Site visit - University of Twente
On the second day of the program we will organizing a site visit of the facilities in Twente University.
A bus will pick up up for transportation between the Grolsch Veste and the UT. During the site visit, you can leaver your luggage in the bus.
After the visit, the bus till bring everyone to the Enschede central station.
Evening social activity
After the dinner on day 1, we are planning an evening activity at the Snooker & Poolcentrum Enschede, in the center of Enschede.

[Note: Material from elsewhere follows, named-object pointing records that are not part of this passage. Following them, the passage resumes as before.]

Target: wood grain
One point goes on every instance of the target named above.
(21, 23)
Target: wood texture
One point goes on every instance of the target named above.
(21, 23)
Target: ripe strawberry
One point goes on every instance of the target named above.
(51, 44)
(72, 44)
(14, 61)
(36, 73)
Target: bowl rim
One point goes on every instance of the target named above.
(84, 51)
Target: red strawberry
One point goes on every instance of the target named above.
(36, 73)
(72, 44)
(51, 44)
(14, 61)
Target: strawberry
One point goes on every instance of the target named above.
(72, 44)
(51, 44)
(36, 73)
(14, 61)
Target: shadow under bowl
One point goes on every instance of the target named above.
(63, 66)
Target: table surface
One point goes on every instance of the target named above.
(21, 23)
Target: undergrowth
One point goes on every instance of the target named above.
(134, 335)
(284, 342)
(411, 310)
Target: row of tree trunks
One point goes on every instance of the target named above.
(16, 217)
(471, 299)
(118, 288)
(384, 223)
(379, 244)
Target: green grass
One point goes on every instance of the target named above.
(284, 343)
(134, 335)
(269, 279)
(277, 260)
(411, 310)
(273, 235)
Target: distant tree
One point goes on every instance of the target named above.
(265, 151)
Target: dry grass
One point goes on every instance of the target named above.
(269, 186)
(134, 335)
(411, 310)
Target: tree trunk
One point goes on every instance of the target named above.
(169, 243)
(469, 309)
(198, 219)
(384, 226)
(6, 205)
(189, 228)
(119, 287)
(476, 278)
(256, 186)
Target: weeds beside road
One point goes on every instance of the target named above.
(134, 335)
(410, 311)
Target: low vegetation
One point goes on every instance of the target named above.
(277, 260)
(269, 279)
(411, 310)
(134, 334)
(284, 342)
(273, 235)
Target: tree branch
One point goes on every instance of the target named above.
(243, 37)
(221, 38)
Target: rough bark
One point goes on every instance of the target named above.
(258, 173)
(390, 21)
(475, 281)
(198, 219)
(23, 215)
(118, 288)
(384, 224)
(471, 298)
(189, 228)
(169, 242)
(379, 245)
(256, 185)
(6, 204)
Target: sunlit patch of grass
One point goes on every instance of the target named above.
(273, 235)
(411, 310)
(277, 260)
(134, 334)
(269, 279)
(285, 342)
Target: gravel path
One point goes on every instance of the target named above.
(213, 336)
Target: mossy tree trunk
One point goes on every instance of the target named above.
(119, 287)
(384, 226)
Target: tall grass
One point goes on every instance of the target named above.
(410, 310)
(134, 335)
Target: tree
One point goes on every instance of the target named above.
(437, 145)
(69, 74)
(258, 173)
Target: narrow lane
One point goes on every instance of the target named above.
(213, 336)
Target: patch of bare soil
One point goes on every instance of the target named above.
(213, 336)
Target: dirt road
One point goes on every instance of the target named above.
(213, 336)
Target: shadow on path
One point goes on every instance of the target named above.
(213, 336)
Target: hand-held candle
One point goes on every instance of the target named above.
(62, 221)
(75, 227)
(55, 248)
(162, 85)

We will travel as a group from the stadium to the event.
Stadium tour
There will be a stadium tour. It will be available in both English and Dutch.
Hotels
Below is a list of hotels within reach of the Grolsh Veste. The stadium is easily reached from the city center of Enschede.
If you wish to take part in the evening activity, we recommend you book a hotel near the Enschede city center.
Intercity hotel Enschede, in the center of Enschede, ideal if you are taking part in the evneing activity.
Fletcher hotel de Broeierd, within walking distance from the Grolsch Veste.
Hospitaliteit, a small scale B&B in an old military hospital. www.hospitaliteit.nl
Van der Valk, for those that come with a car.
‘t Lansink Hengelo, a somewhat higher-end hotel
Registration
The registration is closed on Tuesday 15 October. If you still would like to register, please contact Mikael Fremling.
Local organizers
The yearly meeting is organized locally by Alexander Brinkman, Thijs Roskamp, Feike van Veen, Esther van de Logt together with the QuMat office.